With that being said, this film—busting at the seams with real animal killings and deplorable human behavior—may now in fact be more prescient than ever. Ruggero Deodato’s tale of a sensationalist documentary crew’s fatal foray into the Green Inferno of the Amazon, the native savage tribes who may or may not have murdered them, and the professor whose rescue mission is to return their footage back to civilization, draws some clear and cynical conclusions about the fourth estate. In his own way, Deodato was far ahead of his time, recognizing the insanity of creating scandal and terror for the sake of passing it off as “headline news.”

Taken as a whole, it’s a very lop-sided film. The traditional narrative that bookends the documentary footage seems like the overlong prologue you have to read before you get to the juicy stuff summarized on the hardcover jacket that made you want to buy the book in the first place. Granted, this portion of the film has its own sadistic barbarism, including a ritual abortion-killing and—what else?—the animal cruelty Deodato sets his clock by. But once the footage shot by the documentary team is brought back and spliced together for our viewing… I certainly don’t want to say pleasure—our viewing experience, that’s when things really kick off, and we get a full blast of Deodato’s genius right to the face.

"Anorexia. The other white meat."
Look at the state of current world affairs, and it becomes more difficult to dismiss a film like this—schlock value and all—as mere exploitation cinema. That’s not to say that it doesn’t succeed on that level, because it does. Cannibal Holocaust shows us copious amounts of aboriginal nudity, genital mutilation, pointless animal cruelty, bodily dismemberment by the gallons, and gloriously overgrown 1970s pubes. Yet somehow the film manages to balance all of that out by being impeccably crafted, with iconic special makeup effects, fair performances (Italian post-sync dubbing not withstanding), a perplexingly beautiful score by Riz Ortolani, and all shot in a cinema vérité style before the days when directors had to beat us over the head with realism by shaking the ever-loving snot out of the camera. “You see how shaky this is?! It’s like you’re actually there!!!” Actually, it feels like a precursor to an epileptic fit, but thank you for reminding me why Michael J. Fox wouldn’t make a good cinematographer.

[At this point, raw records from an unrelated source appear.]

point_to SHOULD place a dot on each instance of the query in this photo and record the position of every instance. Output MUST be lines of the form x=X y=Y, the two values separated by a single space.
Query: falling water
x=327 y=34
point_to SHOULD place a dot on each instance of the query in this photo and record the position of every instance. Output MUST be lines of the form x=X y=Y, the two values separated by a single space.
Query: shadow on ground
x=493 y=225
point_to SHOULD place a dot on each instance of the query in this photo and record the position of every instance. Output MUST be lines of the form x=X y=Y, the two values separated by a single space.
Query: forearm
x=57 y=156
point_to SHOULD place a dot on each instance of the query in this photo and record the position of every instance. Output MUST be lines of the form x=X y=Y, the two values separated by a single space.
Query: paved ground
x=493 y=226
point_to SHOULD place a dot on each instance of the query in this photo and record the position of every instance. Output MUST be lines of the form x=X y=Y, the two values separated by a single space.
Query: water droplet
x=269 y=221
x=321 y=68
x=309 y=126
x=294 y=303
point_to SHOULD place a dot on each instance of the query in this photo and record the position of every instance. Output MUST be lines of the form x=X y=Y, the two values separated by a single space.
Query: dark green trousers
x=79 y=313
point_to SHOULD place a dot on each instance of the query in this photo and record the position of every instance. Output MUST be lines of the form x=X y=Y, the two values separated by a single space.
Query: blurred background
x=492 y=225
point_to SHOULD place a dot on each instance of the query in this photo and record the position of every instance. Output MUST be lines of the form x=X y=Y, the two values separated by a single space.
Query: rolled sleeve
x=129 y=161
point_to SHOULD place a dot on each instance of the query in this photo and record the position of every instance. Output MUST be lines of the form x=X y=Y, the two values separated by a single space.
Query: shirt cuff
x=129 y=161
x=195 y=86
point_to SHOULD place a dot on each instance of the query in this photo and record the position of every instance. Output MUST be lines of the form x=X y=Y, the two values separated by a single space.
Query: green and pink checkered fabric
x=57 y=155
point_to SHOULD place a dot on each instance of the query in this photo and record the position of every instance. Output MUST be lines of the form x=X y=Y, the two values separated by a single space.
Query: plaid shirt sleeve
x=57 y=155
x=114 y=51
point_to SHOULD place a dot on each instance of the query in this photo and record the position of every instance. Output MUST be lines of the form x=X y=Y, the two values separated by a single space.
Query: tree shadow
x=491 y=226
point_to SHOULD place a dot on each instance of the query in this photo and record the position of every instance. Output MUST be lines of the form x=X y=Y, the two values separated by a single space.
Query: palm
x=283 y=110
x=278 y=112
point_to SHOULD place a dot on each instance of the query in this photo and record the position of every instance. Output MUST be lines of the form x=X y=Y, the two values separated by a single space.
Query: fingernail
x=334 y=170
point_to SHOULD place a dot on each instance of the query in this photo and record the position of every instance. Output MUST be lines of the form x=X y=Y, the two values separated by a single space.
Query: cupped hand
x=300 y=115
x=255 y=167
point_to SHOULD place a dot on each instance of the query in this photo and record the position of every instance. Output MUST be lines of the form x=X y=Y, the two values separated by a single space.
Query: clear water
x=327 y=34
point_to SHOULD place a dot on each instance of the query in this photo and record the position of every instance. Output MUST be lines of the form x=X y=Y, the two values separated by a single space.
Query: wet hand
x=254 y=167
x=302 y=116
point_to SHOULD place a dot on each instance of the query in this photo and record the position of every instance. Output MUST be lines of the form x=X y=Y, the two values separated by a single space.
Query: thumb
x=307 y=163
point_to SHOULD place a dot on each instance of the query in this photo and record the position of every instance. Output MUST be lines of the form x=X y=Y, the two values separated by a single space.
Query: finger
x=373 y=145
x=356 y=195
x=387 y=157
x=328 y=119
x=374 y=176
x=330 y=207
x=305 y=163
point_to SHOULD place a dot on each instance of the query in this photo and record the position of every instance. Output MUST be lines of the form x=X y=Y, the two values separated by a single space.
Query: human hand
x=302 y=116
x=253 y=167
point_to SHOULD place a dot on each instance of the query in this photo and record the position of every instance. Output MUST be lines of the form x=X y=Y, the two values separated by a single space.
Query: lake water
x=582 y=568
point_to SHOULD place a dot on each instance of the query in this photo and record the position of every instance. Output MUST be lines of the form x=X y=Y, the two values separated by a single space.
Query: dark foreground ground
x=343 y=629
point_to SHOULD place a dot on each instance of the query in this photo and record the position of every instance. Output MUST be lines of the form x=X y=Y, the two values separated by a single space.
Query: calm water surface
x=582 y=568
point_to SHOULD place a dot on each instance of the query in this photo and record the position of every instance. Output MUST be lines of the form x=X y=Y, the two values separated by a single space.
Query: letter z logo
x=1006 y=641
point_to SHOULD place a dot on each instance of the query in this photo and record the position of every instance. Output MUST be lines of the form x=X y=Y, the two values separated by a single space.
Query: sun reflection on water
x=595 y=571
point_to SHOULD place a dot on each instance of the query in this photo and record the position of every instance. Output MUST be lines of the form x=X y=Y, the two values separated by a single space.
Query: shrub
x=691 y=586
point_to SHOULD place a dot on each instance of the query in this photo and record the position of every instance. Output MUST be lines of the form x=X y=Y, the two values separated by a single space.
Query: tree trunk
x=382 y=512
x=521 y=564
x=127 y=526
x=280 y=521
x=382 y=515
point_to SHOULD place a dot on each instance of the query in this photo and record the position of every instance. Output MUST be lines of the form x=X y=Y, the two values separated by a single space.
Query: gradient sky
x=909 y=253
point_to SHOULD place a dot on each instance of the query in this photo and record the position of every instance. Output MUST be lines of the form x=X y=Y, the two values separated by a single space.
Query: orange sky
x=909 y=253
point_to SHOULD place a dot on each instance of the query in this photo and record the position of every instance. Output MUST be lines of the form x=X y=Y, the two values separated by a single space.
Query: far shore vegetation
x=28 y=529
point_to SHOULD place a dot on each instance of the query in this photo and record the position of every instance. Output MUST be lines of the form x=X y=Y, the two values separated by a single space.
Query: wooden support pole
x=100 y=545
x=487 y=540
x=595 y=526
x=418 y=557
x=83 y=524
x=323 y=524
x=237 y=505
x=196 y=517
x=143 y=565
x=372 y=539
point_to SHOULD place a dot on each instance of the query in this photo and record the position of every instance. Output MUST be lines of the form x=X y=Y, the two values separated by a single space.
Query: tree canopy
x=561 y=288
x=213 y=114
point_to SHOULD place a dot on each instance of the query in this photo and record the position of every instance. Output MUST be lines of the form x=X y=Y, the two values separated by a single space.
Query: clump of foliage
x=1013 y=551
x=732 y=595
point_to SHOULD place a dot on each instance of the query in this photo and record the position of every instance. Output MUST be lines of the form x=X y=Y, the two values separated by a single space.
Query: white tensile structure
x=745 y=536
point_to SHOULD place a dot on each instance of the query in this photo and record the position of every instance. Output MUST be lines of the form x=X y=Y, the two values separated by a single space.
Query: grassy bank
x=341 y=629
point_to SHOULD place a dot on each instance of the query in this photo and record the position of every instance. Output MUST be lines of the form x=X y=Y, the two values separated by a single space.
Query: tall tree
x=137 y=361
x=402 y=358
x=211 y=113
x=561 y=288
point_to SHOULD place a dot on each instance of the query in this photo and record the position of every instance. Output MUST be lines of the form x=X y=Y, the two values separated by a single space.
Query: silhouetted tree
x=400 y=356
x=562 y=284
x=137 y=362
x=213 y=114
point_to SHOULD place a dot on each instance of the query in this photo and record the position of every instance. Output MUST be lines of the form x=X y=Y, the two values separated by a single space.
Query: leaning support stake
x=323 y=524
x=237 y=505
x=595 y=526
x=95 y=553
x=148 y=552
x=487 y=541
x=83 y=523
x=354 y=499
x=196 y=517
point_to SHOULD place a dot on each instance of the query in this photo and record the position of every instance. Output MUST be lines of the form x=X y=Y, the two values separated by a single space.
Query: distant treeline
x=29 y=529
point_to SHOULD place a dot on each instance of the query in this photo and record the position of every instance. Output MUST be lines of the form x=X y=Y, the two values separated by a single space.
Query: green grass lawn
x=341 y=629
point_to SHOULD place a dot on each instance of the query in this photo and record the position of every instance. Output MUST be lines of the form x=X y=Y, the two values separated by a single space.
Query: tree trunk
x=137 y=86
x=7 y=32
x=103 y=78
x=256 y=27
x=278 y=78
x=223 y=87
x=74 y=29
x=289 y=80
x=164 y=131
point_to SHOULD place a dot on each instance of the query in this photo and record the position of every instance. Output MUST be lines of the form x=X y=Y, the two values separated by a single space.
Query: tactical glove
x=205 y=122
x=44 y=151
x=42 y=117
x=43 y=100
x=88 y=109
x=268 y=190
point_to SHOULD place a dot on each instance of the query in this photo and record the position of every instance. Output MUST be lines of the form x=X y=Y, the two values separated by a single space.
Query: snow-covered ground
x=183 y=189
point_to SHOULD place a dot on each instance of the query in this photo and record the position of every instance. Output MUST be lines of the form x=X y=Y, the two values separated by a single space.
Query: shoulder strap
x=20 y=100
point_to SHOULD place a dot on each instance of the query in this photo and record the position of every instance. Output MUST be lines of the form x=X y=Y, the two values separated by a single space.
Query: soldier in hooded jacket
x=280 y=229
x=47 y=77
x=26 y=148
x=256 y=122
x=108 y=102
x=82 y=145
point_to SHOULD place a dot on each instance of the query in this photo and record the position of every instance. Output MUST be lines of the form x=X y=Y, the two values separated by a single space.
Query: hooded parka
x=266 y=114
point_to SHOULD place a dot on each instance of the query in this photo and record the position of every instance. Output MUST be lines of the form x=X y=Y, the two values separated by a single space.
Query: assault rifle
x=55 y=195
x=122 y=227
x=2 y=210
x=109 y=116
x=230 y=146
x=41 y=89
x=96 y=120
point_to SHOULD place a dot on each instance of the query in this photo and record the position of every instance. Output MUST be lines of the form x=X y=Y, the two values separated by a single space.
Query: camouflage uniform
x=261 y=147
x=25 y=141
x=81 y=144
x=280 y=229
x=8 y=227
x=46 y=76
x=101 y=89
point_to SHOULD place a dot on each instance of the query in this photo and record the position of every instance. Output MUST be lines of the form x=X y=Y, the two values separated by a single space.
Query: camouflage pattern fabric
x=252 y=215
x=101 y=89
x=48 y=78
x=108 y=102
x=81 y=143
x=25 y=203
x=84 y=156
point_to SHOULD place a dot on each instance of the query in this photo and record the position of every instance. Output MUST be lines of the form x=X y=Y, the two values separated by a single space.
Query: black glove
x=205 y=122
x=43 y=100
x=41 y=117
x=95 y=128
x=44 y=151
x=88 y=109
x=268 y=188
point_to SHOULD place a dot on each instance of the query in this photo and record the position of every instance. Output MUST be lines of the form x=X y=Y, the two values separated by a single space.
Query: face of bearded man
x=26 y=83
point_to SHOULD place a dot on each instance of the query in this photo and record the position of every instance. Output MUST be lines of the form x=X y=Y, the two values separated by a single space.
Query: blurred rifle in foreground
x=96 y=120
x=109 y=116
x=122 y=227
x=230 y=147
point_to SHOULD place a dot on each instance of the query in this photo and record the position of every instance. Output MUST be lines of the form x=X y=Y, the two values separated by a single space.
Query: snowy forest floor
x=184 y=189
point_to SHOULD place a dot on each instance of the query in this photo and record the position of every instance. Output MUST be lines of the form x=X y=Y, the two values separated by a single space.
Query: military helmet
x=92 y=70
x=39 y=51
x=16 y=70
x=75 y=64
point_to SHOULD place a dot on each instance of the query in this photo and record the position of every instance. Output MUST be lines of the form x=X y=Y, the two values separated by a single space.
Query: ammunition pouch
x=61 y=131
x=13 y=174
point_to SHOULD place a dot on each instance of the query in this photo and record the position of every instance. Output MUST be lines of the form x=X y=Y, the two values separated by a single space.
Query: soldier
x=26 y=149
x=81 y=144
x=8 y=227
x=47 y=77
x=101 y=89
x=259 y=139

That was foul of me. I apologize.

"Don't bring a porn 'stache
to a beard fight!"
Cannibal Holocaust is a film that makes no apologies. In fact, it’s grown into the britches it was too small for in 1980. There is something to be said of filmmaking this reckless. Not only was the film seized by Italian authorities, Deodato himself was brought up on charges of “obscenity.” For as much as Eli Roth will try to recapture its iconic spell with his upcoming opus, which not only borrows the bare-bones plot from this film, but sports its original working title… nothing like it will be made ever again, and maybe all of that is for the best.

Oddly enough, this movie represents the perfect example of what can happen when you turn a madman with a camera loose in the jungle. It’s the exploitation equivalent of a father knocking over a half-gallon of orange juice in front of his kids, just so he can point at it and scream in a boisterous voice, “See?! This is what happens when you f**k around!” Well, Papa Ruggero, I think it’s safe to say we all learned our lesson.